Lorsqu’elle est nécessaire, la prise en charge médicamenteuse ne doit pas être retardée car, plus la prise en charge de la constipation est tardive, plus la guérison l’est aussi. Une prise en charge précoce améliore le pronostic : environ 80 % des enfants ont un transit normal à 6 mois lorsqu’ils sont traités précocement, contre 32 % en cas de prise en charge différée.

• Les traitements laxatifs recommandés (8) car d’utilisation ancienne et efficace en pédiatrie sont :

le PEG ;

le lactulose.

Leur durée de prescription est le plus souvent longue de plusieurs mois ou années, et il faut attendre au moins 1 mois avec un transit normal avant de les arrêter.
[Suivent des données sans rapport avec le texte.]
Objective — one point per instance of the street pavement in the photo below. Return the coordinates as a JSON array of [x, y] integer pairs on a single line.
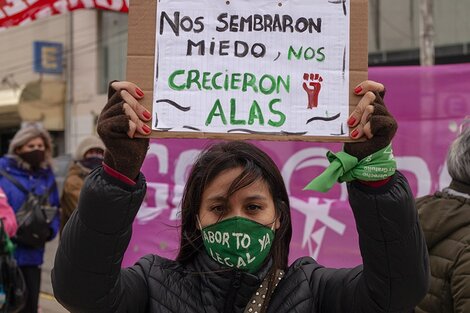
[[47, 302]]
Ensuite, même après arrêt, il faut savoir les reprendre car les rechutes sont fréquentes, évaluées à 50 % dans les 5 ans suivant la guérison.

• On peut associer à ces laxatifs un émollient, surtout en début de traitement.

Les lavements durant quelques jours peuvent être utiles pour le traitement d’un fécalome, mais ne doivent pas être prescrits sur le long terme. Par ailleurs, ils sont parfois très mal vécus par des enfants et sont à proscrire en cas de fissure anale associée (figure 1).

 

En cas d’encoprésie, il est indispensable de proposer une prise en charge globale de l’enfant et de son symptôme, car les enfants qui en sont atteints sont toujours en situation de souffrance familiale scolaire ou sociale, tant le vécu de cette situation est difficile au quotidien.

• En plus de ces traitements classiques, plusieurs autres alternatives ont été proposées mais ne sont aujourd’hui pas validées.

Ainsi, l’utilisation de probiotiques n’a pas montré d’efficacité chez l’enfant ; il n’y a pas de données scientifiques fiables sur l’impact des médecines complémentaires (acupuncture, homéopathie, etc.).

L’intérêt de la stimulation nerveuse transcutanée n’est pas non plus démontré.